Finding units and zero divisors in a polynomial quotient ring

Question

I am trying to study for an exam and I am not sure of this solution my professor posted to an exercise. I am given the polynomial quotient ring $\mathbb{Z}_6/(x^2+2x)$ and have to find all units and zero divisors.

My initial idea was to do a multiplication table, but with a group this big I am sure there must be another way. For units, I was thinking all polynomials that are coprime to $x$ and $x+2$, but this isn’t what the solutions have.

He lists the units as $1, 5, x+1, 2x+5, 3x+1, 3x+5, 4x+1, 5x+5$, but gives no reason why. I understand these are all coprime to the ideal, but why isn’t $x+3$ an ideal for example?

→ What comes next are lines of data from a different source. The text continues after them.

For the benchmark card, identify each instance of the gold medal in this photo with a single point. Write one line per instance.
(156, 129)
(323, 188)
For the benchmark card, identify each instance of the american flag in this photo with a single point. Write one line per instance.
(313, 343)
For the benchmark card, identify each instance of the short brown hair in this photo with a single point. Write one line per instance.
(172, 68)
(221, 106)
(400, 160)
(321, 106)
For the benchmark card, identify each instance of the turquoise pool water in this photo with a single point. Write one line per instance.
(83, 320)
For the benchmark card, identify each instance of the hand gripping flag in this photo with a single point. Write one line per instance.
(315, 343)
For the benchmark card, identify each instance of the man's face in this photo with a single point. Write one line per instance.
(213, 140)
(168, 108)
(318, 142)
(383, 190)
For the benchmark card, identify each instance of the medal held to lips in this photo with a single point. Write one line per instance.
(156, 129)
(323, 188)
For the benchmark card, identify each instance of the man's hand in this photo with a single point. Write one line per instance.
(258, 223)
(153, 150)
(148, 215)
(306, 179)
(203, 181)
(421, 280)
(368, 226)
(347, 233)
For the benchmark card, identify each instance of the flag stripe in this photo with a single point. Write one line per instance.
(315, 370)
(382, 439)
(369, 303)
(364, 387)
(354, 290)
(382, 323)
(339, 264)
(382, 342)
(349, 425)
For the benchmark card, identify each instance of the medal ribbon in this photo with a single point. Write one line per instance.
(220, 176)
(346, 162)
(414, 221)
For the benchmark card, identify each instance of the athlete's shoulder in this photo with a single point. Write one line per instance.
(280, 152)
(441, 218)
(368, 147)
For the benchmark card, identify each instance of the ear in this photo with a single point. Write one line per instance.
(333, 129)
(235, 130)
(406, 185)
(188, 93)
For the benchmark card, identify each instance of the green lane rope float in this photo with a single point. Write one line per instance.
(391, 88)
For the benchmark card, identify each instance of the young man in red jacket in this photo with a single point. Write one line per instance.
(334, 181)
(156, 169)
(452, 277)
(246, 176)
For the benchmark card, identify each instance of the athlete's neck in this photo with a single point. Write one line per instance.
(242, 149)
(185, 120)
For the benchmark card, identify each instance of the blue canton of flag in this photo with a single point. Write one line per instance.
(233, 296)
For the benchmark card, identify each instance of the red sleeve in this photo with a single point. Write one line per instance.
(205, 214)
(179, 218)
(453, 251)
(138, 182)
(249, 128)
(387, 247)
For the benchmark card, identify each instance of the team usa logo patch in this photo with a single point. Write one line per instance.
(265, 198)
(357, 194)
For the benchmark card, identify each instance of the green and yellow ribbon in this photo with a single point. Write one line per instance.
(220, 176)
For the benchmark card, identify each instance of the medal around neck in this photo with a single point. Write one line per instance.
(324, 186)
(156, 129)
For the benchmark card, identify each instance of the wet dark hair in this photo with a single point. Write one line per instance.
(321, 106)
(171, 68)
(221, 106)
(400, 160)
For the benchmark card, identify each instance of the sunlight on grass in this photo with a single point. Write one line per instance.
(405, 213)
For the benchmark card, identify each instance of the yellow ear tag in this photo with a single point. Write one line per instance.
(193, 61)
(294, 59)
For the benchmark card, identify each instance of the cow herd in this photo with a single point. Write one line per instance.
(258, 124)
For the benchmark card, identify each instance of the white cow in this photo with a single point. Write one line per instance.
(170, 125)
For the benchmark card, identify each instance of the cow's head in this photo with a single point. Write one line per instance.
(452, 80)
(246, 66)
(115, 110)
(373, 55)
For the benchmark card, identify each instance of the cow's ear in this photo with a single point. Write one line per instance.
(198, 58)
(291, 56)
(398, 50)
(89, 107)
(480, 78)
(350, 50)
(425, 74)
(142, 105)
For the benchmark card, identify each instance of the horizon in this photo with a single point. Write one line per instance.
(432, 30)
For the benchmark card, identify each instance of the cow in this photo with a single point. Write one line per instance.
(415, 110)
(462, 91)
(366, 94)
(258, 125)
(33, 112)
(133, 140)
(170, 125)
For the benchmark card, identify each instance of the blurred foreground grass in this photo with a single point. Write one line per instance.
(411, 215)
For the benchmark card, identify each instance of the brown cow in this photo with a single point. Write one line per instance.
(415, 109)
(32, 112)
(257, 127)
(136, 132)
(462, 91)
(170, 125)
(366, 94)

He then says the zero divisors are everything that isn’t a unit or zero. Why is this? I thought it was possible for an element to be neither a unit nor a zero divisor.

Thank you very much.

Answer 1

Hint: first we can think of elements of $\mathbb{Z}_6[x]/(x^2+2x)$ is of the form $a+bx$ where $a,b\in \mathbb{Z}_6$.

Now $a+bx$ is a unit if and only if there is $c+dx$ such that $(a+bx)(c+dx)=1$. Note that since $x^2=-2x$ in the ring, we have \begin{align}1=(a+bx)(c+dx)&=ac+(ad+bc)x+bdx^2\\&=ac+(ad+bc)x+bd(-2x)\\ &=ac+(ad+bc-2bd)x \end{align}

Then you need to solve system of equation $ac=1$ and $ad+bc-2bd=0$.

Answer 2

First, note that this quotient ring is finite (since $x^2+2x$ is monic). In fact it must have $36$ elements.

Now in a finite (commutative) ring $R$, every element is either a unit, zero or a zero-divisor.

Why? Well, for any nonzero element $x$ in $R$, consider the sequence $x^n$ for $n\in \Bbb{N}$. By pigeonhole $x^n=x^m$ for some $n,m$ with $n<m$. Then $x^nx^{m-n}=x^n$, or $x^n(x^{m-n}-1)=0$. There are two possibilities. Either $x^{m-n}-1=0$ and $x^{m-n}=1$, so $x$ is a unit, or $x^{m-n}-1\ne 0$. In this case, let $a$ be the least integer such that $x^a(x^{m-n}-1)=0$. Then $c=x^{a-1}(x^{m-n}-1)\ne 0$ but $xc=0$.

For the specifics of finding the actual units, user9077 has already given a good answer, so I won't duplicate that.